Table Snapshot and Re-snapshot¶
Initial Snapshot¶
"Initial snapshot" (or table snapshot) in SynchDB means to copy table schema plus initial data for all designated tables. This is similar to the term "table sync" in PostgreSQL logical replication. When a connector is started using the default initial
mode, it will automatically perform the initial snapshot before going to Change Data Capture (CDC) stage. This can be omitted entirely with mode never
or partially omitted with mode no_data
. See here for all snapshot options.
Once the initial snapshot is completed, the connector will not do it again upon subsequent restarts and will just resume with CDC since the last incomplete offset. This behavior is controled by the metadata files managed by Debezium engine. See here for more about metadata files.
Re-snapshot¶
If for any reason, user needs to perform the initial snapshot again to re-build all the designated tables
and all of the initial data, we need to use the always
snapshot mode, which causes the connector to obtain schema and initial data again at the moment the connector starts. You may need to drop all the desginated tables or clears ll the data in them before SynchDB will attempt to create the tables and populate initial data again, which may exist already.

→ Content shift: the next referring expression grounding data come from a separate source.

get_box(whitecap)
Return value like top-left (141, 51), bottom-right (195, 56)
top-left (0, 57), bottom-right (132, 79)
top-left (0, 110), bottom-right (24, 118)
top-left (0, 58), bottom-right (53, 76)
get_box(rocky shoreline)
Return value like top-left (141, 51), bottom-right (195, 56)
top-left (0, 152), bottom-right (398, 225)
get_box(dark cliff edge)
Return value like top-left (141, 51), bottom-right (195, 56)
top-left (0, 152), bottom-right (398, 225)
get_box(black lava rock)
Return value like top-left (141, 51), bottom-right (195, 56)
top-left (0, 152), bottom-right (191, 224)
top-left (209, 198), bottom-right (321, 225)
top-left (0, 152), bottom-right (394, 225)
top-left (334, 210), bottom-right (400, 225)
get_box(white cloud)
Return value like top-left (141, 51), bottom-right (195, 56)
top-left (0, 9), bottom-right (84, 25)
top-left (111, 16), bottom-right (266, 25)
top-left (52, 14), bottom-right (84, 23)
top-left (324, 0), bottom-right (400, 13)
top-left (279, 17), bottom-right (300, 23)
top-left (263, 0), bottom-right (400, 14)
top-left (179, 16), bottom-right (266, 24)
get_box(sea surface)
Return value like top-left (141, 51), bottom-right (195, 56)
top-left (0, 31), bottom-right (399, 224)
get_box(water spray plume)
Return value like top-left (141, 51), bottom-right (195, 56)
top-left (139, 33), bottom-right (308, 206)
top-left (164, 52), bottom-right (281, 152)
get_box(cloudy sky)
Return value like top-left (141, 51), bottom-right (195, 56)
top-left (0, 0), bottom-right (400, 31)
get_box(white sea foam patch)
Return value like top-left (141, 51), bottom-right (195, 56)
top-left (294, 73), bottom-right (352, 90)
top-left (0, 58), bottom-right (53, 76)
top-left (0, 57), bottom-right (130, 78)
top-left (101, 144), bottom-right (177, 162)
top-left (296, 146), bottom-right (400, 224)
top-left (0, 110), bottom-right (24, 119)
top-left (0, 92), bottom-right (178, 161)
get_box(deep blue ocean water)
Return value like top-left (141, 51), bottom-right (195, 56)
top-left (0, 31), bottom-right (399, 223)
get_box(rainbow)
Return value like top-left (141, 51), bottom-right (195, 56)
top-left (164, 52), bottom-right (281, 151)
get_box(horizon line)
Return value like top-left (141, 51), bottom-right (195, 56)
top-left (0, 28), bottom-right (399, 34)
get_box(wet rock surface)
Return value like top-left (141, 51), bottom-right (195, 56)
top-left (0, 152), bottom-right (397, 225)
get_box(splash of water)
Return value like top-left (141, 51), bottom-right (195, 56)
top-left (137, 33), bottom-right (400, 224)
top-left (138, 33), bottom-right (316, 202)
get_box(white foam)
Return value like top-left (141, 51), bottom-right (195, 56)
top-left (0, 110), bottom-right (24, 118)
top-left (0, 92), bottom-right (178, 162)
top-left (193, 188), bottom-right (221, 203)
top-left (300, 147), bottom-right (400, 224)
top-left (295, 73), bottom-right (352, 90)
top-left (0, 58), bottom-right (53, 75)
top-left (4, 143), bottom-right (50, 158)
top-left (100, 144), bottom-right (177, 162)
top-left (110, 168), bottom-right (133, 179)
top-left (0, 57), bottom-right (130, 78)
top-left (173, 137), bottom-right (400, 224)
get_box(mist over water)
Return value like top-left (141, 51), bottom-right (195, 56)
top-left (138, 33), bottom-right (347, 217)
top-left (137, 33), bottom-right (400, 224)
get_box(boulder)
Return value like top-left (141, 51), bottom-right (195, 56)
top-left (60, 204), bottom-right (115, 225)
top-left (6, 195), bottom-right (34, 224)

Please be cautious as this may be an aggressive action to perform in your setups. A better alternative would be a selective snapshot where only the selected tables will be re-snapshotted in always
snapshot mode. See below.
Selective Snapshot¶
Selective snapshot can be configured to a connector during creation of changed in run time. This done by specifying a list of tables to perform snapshot in snapshot table
paramter. For example:
During creation:
This example creates a conenctor that perform CDC on inventory.orders
,inventory.customers
and invnetory.produts
tables but will only do initial snapshot again for inventory.products
if the connector starts in always
snapshot mode.
SELECT synchdb_add_conninfo(
'mysqlconn',
'127.0.0.1',
3306,
'mysqluser',
'mysqlpwd',
'inventory',
'postgres',
'inventory.orders,inventory.customers,invnetory.produts',
'inventory.products',
'mysql');
SELECT synchdb_start_engine_bgw('mysqlconn', 'always');
Alter existing connector:
This example sets inventory.products
to snapshot table field. When started in always
mode, only inventory.products
table will be re-snapshotted.
UPDATE synchdb_conninfo
SET data = jsonb_set(data, '{snapshottable}', 'inventory.products', true)
WHERE name = 'mysqlconn';
SELECT synchdb_start_engine_bgw('mysqlconn', 'always');